Non esistono, in nessuna lingua al mondo, due parole più pericolose di ‘bel lavoro!’” – Terence Fletcher

Whiplash, ovvero “le conseguenze dell’amore per la musica” nella brillante opera prima di Damien Chazelle, che si è aggiudicato sia il Gran Premio della Giuria che quello del Pubblico al Sundance Film Festival. Un film che parla di rabbia, di voglia di emergere, di sacrifici, ma anche di perfezione musicale come raramente si è visto in film così vicini alla narrazione classica. Insomma, una pellicola che merita una approfondita e attenta analisi.

Il Jazz e il cinema sono due arti intimamente connesse che, sin dalla nascita del sonoro nel 1927 con il film Il Cantante di Jazz, sono andate a braccetto.
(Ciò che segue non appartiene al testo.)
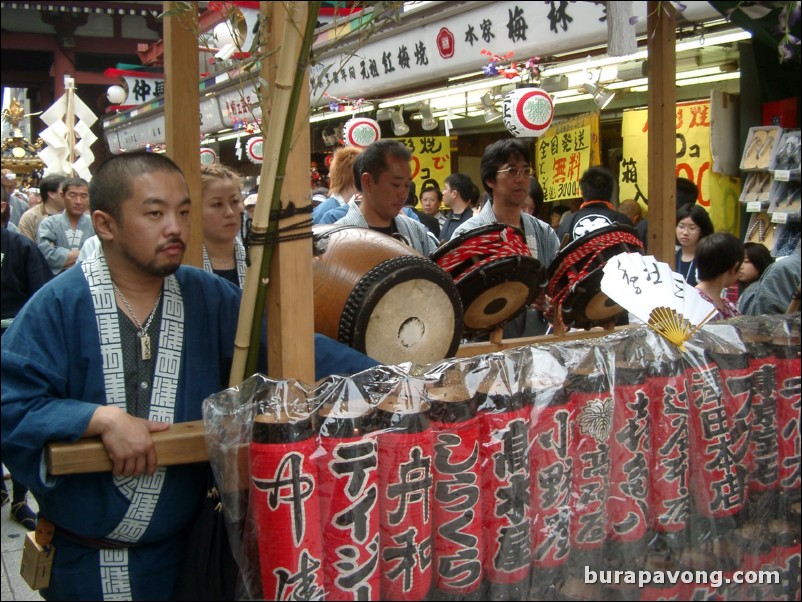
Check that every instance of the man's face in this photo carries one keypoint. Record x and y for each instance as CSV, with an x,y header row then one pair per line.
x,y
76,200
387,195
153,230
448,196
430,203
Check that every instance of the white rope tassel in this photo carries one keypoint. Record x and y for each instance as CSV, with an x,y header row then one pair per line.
x,y
620,33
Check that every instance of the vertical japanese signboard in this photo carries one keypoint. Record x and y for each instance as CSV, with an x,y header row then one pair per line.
x,y
717,193
563,154
431,159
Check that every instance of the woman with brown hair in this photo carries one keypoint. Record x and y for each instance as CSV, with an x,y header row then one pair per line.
x,y
221,216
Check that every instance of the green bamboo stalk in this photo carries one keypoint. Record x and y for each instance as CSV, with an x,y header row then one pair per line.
x,y
279,135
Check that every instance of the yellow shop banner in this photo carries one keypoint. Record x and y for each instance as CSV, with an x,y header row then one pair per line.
x,y
717,193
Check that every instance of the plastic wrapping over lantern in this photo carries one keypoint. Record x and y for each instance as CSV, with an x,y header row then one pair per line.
x,y
528,112
361,132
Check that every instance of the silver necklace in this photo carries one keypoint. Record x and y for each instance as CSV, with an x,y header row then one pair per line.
x,y
142,331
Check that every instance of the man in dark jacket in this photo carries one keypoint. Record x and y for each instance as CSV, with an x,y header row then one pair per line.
x,y
597,185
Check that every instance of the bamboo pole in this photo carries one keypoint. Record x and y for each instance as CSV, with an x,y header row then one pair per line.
x,y
296,44
69,118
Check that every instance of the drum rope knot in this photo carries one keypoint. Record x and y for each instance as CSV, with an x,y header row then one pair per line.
x,y
582,261
489,247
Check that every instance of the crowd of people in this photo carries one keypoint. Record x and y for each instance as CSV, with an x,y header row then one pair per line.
x,y
107,334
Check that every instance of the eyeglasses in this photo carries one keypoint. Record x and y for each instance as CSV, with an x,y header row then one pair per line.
x,y
517,171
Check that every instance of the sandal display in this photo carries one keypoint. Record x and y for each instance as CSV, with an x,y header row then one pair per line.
x,y
787,239
785,198
760,147
761,230
756,187
789,154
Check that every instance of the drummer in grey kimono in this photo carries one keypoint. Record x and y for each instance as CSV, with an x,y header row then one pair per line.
x,y
382,174
506,170
61,236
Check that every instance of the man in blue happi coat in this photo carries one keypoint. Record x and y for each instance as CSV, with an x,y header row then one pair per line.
x,y
120,347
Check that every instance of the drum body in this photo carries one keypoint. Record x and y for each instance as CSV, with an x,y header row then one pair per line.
x,y
383,298
495,274
576,273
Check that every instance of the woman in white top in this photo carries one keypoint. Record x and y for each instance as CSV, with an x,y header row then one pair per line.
x,y
221,216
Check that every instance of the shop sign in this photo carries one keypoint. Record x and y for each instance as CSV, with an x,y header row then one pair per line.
x,y
564,153
138,134
419,55
431,159
445,43
240,105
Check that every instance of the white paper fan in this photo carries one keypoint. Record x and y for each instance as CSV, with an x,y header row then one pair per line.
x,y
656,295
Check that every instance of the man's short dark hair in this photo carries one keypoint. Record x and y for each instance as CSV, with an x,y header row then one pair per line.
x,y
113,181
462,184
497,154
73,183
597,184
716,254
373,159
51,183
700,217
687,192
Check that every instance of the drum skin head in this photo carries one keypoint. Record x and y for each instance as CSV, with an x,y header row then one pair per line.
x,y
405,309
496,292
584,305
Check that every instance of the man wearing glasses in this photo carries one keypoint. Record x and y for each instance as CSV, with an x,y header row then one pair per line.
x,y
62,235
505,170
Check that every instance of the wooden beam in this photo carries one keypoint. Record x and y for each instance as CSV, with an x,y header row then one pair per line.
x,y
290,296
662,95
182,126
182,443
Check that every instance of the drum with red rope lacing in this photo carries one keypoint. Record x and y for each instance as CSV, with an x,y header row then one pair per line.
x,y
575,275
495,274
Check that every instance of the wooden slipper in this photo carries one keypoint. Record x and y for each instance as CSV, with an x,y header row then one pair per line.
x,y
765,187
756,142
764,152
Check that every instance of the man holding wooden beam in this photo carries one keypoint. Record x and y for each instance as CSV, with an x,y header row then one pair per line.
x,y
119,348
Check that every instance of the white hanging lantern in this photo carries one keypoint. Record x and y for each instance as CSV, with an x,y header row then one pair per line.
x,y
208,156
116,94
528,112
361,132
254,149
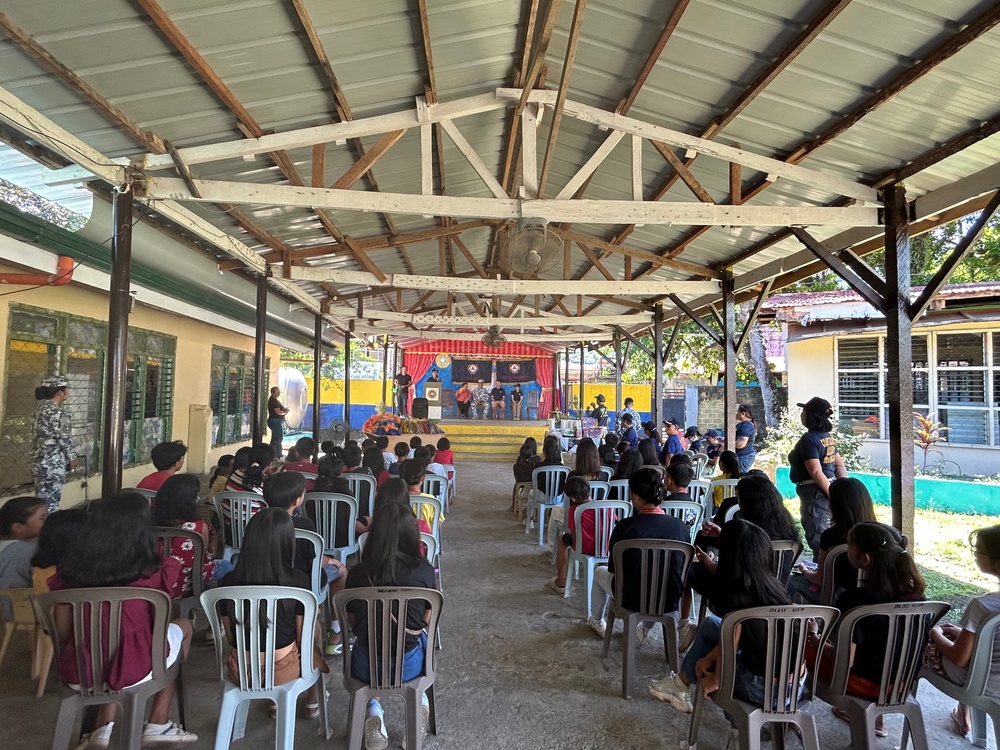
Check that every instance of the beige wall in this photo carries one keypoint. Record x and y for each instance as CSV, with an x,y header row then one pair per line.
x,y
811,370
192,374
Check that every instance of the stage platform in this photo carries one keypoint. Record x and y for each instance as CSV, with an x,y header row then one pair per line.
x,y
487,439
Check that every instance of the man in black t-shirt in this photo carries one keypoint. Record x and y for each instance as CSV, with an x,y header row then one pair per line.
x,y
498,397
402,384
276,412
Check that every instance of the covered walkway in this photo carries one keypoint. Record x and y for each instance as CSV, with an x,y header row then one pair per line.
x,y
520,668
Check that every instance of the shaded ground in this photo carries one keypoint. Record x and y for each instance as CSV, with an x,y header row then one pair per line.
x,y
520,669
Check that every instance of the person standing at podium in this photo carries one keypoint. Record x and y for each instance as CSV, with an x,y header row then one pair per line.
x,y
402,383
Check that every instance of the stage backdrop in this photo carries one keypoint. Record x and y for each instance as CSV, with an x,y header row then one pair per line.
x,y
514,363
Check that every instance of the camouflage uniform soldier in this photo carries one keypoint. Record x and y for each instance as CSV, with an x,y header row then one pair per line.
x,y
480,400
53,450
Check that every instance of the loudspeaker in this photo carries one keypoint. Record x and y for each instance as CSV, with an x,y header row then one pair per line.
x,y
418,409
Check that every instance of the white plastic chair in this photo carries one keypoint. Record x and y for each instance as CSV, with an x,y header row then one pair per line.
x,y
690,513
235,509
908,625
619,490
438,486
700,491
323,508
548,483
451,474
973,692
606,513
254,648
787,628
599,490
363,488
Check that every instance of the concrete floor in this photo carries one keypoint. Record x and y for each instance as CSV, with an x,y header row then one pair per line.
x,y
519,668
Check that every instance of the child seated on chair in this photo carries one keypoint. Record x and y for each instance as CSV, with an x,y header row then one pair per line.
x,y
117,548
268,546
745,580
287,491
950,651
392,558
891,575
577,491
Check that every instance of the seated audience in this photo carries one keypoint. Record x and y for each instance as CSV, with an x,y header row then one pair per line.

Chazelle sembra riprendere lo stesso contenuto in versione aggiornata: in entrambi i film si parla del difficile addestramento nel diventare un maestro di questa cosiddetta e ripetuta “arte per pochi”. Il tutto poi utilizzando gli strumenti (per rimanere in ambito musicale) comuni al più classico dei romanzi di formazione, per spingersi oltre, dimostrando che il successo – se lo si raggiunge – non è solo bravura e luci dei riflettori, ma sangue, sudore, violenza psicologica.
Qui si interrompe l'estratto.